Es ist fraglich, ob das Themengebiet nicht zu gross ist, ob es überhaupt in einem Buch sinnvoll Platz finden kann. Brüstle bejaht letzteres und mutet so dem Leser einen gehörigen Schlingerkurs zu. Angesichts der Inkompatibilität der Phänomene ist ihre chronologische Darstellung nicht wirklich geeignet. Gerade der Einstieg, der die streng serielle Phase der frühen 1950er-Jahre behandelt, wirkt nicht überzeugend.
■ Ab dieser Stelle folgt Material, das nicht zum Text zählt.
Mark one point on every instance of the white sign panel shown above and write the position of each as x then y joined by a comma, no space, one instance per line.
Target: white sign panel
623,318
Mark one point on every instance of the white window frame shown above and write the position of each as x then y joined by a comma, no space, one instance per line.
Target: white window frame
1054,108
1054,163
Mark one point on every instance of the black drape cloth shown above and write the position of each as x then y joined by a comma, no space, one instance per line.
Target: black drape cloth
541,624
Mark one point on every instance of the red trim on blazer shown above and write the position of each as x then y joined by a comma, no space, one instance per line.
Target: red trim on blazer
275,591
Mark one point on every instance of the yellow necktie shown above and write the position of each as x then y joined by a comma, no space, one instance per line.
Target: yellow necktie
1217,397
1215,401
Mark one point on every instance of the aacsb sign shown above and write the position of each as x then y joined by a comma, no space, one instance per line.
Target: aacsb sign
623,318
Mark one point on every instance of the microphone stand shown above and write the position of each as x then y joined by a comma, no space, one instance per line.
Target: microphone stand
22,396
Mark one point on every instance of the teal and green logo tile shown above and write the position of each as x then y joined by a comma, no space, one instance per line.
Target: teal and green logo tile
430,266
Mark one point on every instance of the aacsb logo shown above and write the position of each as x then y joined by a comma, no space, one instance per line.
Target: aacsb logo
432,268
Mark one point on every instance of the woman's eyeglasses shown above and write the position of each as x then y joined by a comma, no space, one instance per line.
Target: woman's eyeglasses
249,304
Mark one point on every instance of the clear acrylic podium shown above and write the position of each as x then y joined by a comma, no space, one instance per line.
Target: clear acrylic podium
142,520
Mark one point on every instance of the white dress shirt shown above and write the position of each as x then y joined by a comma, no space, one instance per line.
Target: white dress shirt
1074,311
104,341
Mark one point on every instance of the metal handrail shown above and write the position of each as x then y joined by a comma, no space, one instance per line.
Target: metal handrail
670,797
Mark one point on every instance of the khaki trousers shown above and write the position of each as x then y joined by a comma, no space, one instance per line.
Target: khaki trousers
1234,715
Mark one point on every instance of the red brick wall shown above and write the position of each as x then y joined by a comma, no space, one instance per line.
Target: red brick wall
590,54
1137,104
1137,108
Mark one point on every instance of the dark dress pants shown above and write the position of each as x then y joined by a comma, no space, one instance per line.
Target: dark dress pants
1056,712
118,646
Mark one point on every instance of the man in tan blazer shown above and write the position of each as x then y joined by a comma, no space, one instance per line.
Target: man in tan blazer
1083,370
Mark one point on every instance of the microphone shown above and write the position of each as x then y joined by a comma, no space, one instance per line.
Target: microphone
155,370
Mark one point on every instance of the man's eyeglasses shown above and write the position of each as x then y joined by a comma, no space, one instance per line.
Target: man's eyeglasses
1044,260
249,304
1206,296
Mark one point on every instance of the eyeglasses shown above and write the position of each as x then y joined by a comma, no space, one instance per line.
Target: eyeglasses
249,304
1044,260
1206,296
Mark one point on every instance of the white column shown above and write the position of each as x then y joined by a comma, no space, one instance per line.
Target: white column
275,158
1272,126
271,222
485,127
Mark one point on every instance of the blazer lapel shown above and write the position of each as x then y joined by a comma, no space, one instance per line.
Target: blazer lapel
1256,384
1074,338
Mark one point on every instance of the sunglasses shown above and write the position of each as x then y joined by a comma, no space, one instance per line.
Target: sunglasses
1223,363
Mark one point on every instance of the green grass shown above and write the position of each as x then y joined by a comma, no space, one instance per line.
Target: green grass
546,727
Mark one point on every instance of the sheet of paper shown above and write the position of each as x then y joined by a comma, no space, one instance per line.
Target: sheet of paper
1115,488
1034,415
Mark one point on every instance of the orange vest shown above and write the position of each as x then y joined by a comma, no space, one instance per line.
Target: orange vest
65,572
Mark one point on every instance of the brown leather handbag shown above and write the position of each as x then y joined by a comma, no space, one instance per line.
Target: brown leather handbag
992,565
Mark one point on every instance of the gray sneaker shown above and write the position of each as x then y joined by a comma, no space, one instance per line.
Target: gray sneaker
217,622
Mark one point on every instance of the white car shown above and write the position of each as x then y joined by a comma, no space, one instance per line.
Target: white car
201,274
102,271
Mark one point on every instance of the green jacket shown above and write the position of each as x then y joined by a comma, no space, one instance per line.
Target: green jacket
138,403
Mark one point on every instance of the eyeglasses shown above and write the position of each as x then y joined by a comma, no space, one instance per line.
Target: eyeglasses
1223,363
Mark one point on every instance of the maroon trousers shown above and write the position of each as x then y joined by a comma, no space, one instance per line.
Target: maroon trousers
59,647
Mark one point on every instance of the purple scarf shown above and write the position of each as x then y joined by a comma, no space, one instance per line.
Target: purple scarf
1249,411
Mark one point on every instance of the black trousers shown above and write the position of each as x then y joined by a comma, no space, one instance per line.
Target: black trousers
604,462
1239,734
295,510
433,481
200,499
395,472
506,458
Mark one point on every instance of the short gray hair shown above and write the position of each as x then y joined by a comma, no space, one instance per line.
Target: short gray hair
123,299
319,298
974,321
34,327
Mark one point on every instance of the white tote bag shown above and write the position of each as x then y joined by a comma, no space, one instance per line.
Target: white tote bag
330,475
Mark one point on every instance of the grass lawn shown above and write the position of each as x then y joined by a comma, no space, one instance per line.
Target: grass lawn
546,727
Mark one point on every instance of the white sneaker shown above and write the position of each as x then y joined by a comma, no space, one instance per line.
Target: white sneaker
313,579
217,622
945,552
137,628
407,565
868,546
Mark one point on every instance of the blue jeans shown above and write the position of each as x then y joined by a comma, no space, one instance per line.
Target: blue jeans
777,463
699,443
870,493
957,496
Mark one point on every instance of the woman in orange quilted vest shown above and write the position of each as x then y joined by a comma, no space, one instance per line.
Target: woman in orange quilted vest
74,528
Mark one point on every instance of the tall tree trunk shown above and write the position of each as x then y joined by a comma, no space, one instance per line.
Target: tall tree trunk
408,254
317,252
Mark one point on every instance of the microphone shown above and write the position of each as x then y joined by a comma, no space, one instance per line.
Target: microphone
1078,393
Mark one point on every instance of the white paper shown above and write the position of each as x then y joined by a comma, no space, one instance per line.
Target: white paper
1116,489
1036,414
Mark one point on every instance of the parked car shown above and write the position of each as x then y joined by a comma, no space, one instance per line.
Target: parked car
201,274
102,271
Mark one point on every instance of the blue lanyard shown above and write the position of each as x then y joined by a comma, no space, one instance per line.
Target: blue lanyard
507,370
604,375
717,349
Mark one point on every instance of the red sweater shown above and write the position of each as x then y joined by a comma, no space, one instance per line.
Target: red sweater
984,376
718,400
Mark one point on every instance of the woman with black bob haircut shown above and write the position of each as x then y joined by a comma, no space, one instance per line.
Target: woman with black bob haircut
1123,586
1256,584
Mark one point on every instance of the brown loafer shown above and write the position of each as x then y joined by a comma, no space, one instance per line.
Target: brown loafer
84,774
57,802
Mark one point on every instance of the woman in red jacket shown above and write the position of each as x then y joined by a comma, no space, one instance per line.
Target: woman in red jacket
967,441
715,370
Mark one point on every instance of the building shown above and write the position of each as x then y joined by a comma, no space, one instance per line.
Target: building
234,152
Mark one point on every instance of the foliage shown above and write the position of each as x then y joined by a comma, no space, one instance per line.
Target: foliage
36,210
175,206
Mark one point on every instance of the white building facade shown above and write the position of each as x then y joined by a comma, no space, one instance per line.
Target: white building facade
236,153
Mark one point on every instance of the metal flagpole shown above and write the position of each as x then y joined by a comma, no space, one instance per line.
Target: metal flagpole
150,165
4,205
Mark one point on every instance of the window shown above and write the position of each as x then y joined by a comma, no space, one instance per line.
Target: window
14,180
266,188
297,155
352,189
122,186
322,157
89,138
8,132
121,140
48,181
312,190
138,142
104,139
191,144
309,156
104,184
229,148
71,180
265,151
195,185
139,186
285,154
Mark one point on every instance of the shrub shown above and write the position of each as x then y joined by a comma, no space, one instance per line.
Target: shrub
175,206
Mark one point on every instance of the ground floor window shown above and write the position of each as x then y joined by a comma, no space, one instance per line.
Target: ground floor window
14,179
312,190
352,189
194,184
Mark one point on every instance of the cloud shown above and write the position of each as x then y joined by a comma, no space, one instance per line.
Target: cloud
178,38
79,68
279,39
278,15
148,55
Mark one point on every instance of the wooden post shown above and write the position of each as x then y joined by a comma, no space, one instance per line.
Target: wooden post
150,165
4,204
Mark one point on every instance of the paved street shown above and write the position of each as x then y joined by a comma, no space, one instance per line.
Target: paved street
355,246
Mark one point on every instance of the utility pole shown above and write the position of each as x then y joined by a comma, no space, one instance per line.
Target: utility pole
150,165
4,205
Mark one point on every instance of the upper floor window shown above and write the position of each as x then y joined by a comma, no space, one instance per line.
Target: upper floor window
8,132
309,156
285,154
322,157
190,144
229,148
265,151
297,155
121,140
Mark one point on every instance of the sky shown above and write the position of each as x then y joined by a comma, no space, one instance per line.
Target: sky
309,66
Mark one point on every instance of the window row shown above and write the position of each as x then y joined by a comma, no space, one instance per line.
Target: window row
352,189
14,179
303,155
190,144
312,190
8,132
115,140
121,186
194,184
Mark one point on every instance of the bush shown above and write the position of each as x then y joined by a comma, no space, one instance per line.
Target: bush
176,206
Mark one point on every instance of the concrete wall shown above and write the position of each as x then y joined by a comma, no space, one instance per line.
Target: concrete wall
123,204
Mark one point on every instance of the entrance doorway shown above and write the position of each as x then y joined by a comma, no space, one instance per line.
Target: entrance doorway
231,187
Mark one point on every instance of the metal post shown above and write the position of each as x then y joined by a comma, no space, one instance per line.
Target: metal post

Die Ausweitung serieller Parameter auf Raumeigenschaften tangieren zwar das im Untertitel des Buches angedeutete Thema «Bewegung». Aber mit der Integration des Sichtbaren, die im Zuge der «Verfransung der Künste» im Lauf der Sechzigerjahre explosionsartig zunimmt, scheint die Avantgarde der Fünfziger (noch) wenig zu tun haben zu wollen.

Zur Sache kommt Brüstle mit Mauricio Kagels «Instrumentalem Theater», wobei es hier weniger Forschungsbedarf gibt als zu «Wandelkonzerten», «Interaktion in Konzert und Klangkunst» oder «Musik mit Bild – Videokonzerte», den abschliessenden Themen der Darstellung. Allein Videokonzerte haben insbesondere seit den Neunzigerjahren ungeheuer an Bedeutung gewonnen. Brüstle schildert anhand von Carola Bauckholts Video zu In gewohnter Umgebung III für Video, Cello und (präpariertes) Klavier (1994) die vielfältigen Kombinationsmöglichkeiten von Hör- und Sichtbarem, die visuelle Verdoppelungen des Akustischen ebenso erlauben wie surrealistische Episoden oder Reibungen der Musik mit dem Sichtbaren. Wie verworren, ja diffus die Verhältnisse allein in der Videokunst sein können, belegen weitere Exkurse zur multimedialen Kunst von Erwin Stache und Susanne Stelzenbach.

Eine solche thematische Wucherung kann Brüstle bei ihrem fundamentalen Ansatz nicht in den Griff bekommen. Nur in groben Umrissen handelt sie viele Werke kursorisch ab, mehr deskriptiv als interpretierend. Insofern ist der über 400-seitige Wälzer Konzert-Szenen mehr zu einer opulenten Materialsammlung geworden, als dass er Zugang zu künstlerischer Multimedialität erleichtert. Dass Brüstle aber das weithin unerforschte Terrain so mutig betreten hat, bleibt ihr bei allen Vorbehalten unbenommen.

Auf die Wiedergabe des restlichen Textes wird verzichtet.